Points to Ponder
You are all standing here in front of Hashem…to enter a covanent with Hashem (29:9-11) – The Torah begins with the plural and switches to the singular. Why? Rav Ovadiah Yosef ztl. noted that there is a duality to the nature of a public covenant – and whether one could annul it individually or not at all (See Y.D. 228: 30 and Shach there). Therefore although it was a national covenant (Kulchem) it was accepted individually by each member of the Jewish nation contiguously so as not to be able to be annulled until it is annulled successfully on behalf of the entire nation.
And you will return Ad (Until) Hashem (30:2) – Shouldn’t the proper language be El Hashem – to Hashem? Why is the intention Ad Hashem? Rav Schachter shlita noted that the process of return can either imply a direction or a destination. By using the word “El” one might assume that simply turning toward the direction would be enough. This is not so, by returning Ad Hashem, the person is establishing a stated goal for his Tehuva efforts.
It isn’t in heaven (30:12) – Rav Baruch Dov Povarsky Shlita explains that while only man has the ability to choose to listen to Hashem, the Gemara in Chagiga identifies that even Malachim can make errors in following and carrying out Hashem’s commandments – this is part of the reason that even the Malachim tremble on Rosh Hashana. They too, can err. Thus, Lo BaShomayim allows man to be one step ahead and be able to outpace the punishment for erring in Halacha.

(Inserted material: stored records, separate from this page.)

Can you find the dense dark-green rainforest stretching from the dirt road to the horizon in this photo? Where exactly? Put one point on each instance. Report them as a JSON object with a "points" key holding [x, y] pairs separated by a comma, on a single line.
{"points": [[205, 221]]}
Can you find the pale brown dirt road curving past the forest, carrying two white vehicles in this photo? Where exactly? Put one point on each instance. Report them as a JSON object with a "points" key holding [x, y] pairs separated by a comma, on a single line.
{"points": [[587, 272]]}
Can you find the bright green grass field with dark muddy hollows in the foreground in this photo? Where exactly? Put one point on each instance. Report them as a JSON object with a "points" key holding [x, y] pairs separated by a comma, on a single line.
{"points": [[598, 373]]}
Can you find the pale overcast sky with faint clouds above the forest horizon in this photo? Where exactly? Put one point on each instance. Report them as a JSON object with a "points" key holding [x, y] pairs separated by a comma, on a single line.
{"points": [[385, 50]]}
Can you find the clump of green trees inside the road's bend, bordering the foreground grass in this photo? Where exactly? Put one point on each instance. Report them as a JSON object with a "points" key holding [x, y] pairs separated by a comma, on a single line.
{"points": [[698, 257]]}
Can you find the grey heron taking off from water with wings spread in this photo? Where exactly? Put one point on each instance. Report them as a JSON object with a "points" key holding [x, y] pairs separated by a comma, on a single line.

It is a close matter to you – it is in your mouth and hearts to do it (30:14) – Ramban learns the concept of Teshuvah from this possuk. Why does the possuk put the mouth before the heart here? Doesn’t the heart need to come first? Rav Yitzchock Sorotzkin Shlita explains that based on Rabbeinu Yonah’s prescription for Teshuva (1:11) those who sin inadvertently will voice their desire to change before they actually do it – as they notice the error of their ways. Thus, the Torah highlights that the matter is in the mouth first then the heart.

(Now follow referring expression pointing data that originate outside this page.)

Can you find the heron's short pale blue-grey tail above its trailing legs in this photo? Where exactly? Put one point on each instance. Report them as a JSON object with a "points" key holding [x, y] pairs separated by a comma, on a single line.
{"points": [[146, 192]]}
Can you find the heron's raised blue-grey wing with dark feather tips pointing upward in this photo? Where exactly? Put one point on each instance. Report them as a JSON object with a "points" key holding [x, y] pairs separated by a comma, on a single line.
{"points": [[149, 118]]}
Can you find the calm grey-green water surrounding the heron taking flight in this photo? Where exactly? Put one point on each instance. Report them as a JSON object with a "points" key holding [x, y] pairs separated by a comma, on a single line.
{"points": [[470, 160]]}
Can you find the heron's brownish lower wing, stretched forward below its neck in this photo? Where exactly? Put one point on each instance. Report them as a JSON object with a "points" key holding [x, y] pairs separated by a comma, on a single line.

Gather the nation (31:12) – The final 2 Mitzvos in the Torah – Hakhel and writing a Sefer Torah both appear in the Parsha this week. Rav Chaim Sabato Shlita notes that the central message of these Mitzvos is that both stress the experiential aspects of the religion. The Rambam notes that when writing a Sefer Torah one has the unique experience of coming close to Hashem’s word firsthand. Hakhel is a requirement even for those who do not understand it fully yet – the children. The reason – says the Malbim --- is that even being in the experience is valuable for the children and will make a lasting impression on them.
In order to listen and in order to learn (31:12) – What is the reason for bringing children? If they belong, then there is no reason to offer the Gemara’s explanation that they come to give reward to those who bring them – they are needed on their own! If they aren’t needed, why offer a reward for something unnecessary? Rav Hutner ztl. explains that Hakhel is a recreation of Maamad Har Sinai. Just as there were children then, there need to be children nw. The only way that can happen – the only way the experience can be re-created as authentically as possible, is if the children would be there. Someone has to bring them --- so the Sachar is for the help in recreating maamad Har Sinai.

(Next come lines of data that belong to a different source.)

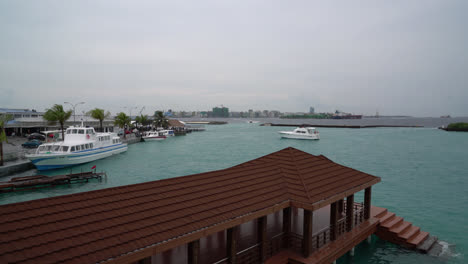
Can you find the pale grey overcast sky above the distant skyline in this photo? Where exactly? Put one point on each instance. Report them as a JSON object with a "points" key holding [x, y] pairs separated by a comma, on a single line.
{"points": [[395, 57]]}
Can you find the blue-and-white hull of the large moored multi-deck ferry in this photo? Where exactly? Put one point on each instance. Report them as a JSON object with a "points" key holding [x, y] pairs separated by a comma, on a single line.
{"points": [[56, 161]]}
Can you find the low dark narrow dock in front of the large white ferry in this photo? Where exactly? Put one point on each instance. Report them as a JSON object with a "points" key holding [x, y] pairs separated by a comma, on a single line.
{"points": [[43, 181]]}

Now write this song (31:19) – The Rambam identifies the study of Torah at night as critical to Torah mastery. He notes that man gains most of his knowledge at night (Hil. Talmud Torah 3:13). But how is this possible? The daytime and the nighttime are exactly equal! Rav Yerucham Olshin Shlita suggests that there are 2 different aspects to the concepts of learning Torah – the Torah Tziva Lanu Moshe aspect and the aspect of writing the Shirah of Torah.The Tziva part occurs during the day when although having obligation to study – the burdens of daily living hold people back from fully appreciating the song of Torah. The nighttime is relatively free from the hustle and bustle of other obligations. Those are the best times for appreciating the Rinah Shel Torah. The night song of Torah is more attuned to recall based on the full experience of the Richness of Torah life.